The pace of Industrial change in India

How rapid was the process of industrialisation?

Does industrialisation mean only the growth of factory industries? First. The most dynamic industries in Britain were clearly cotton and metals. Growing at a rapid pace, cotton was the leading sector in the first phase of industrialisation up to the 1840s. After that the iron and steel industry led the way. With the expansion of railways, in England from the 1840s and in the colonies from the 1860s, the demand for iron and steel increased rapidly. By 1873 Britain was exporting iron and steel worth about £77 million, double the value of its cotton export.

Second: the new industries could not easily displace traditional industries. Even at the end of the nineteenth century, less than 20 per cent of the total workforce was employed in technologically advanced industrial sectors.
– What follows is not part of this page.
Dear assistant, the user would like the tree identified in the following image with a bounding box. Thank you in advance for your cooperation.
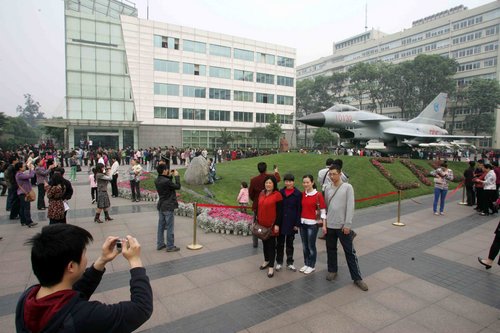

Textiles was a dynamic sector, but a large portion of the output was produced not within factories, but outside, within domestic units.
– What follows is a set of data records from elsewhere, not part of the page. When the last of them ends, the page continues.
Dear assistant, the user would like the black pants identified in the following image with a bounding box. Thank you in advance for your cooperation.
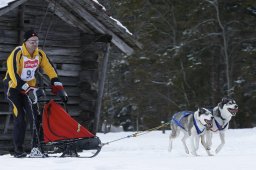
[5,84,39,150]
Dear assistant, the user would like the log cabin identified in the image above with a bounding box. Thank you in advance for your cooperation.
[0,0,142,153]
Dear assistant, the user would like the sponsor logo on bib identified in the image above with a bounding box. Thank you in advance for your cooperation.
[24,60,38,68]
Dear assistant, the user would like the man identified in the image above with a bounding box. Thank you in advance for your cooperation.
[4,30,67,157]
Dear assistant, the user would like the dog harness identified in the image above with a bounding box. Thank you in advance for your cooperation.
[214,119,228,130]
[214,108,229,130]
[171,111,205,134]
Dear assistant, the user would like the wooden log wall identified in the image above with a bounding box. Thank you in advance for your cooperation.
[0,0,104,151]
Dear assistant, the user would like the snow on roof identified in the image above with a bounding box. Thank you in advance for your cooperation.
[0,0,132,35]
[90,0,132,35]
[93,0,106,11]
[110,17,132,35]
[0,0,16,8]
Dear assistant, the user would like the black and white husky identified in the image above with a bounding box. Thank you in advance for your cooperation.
[205,97,238,153]
[169,108,213,156]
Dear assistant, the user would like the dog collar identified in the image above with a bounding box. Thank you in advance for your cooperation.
[214,119,228,130]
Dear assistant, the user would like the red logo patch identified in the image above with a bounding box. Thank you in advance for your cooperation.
[24,60,38,68]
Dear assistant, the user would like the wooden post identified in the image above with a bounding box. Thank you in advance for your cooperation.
[93,42,110,134]
[17,5,25,45]
[161,121,165,134]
Third: the pace of change in the ‘traditional’ industries was not set by steam-powered cotton or metal industries, but they did not remain entirely stagnant either. Seemingly ordinary and small innovations were the basis of growth in many non-mechanised sectors such as food processing, building, pottery, glass work, tanning, furniture making, and production of implements.

 Fourth: technological changes occurred slowly. They did not spread dramatically across the industrial landscape. New technology was expensive and merchants and industrialists were cautious about using 1. The machines often broke down and repair was costly. They were not as effective as their inventors and manufacturers claimed.

Consider the case of the steam engine. James Watt improved the steam engine produced by Newcomen and patented the new engine in 1781. His industrialist friend Mathew Boulton manufactured the new model. But for years he could find no buyers. At the beginning of the nineteenth century, there were no more than 321 steam engines all over England. Of these, 80 were in cotton industries, nine in wool industries, and the rest in mining, canal works and iron works. Steam engines were not used in any of the other industries till much later in the century. So even the most powerful new technology that enhanced the productivity of labour manifold was slow to be accepted by industrialists.

Historians now have come to increasingly recognise that the typical worker in the mid-nineteenth century was not a machine operator but the traditional craftsperson and labourer.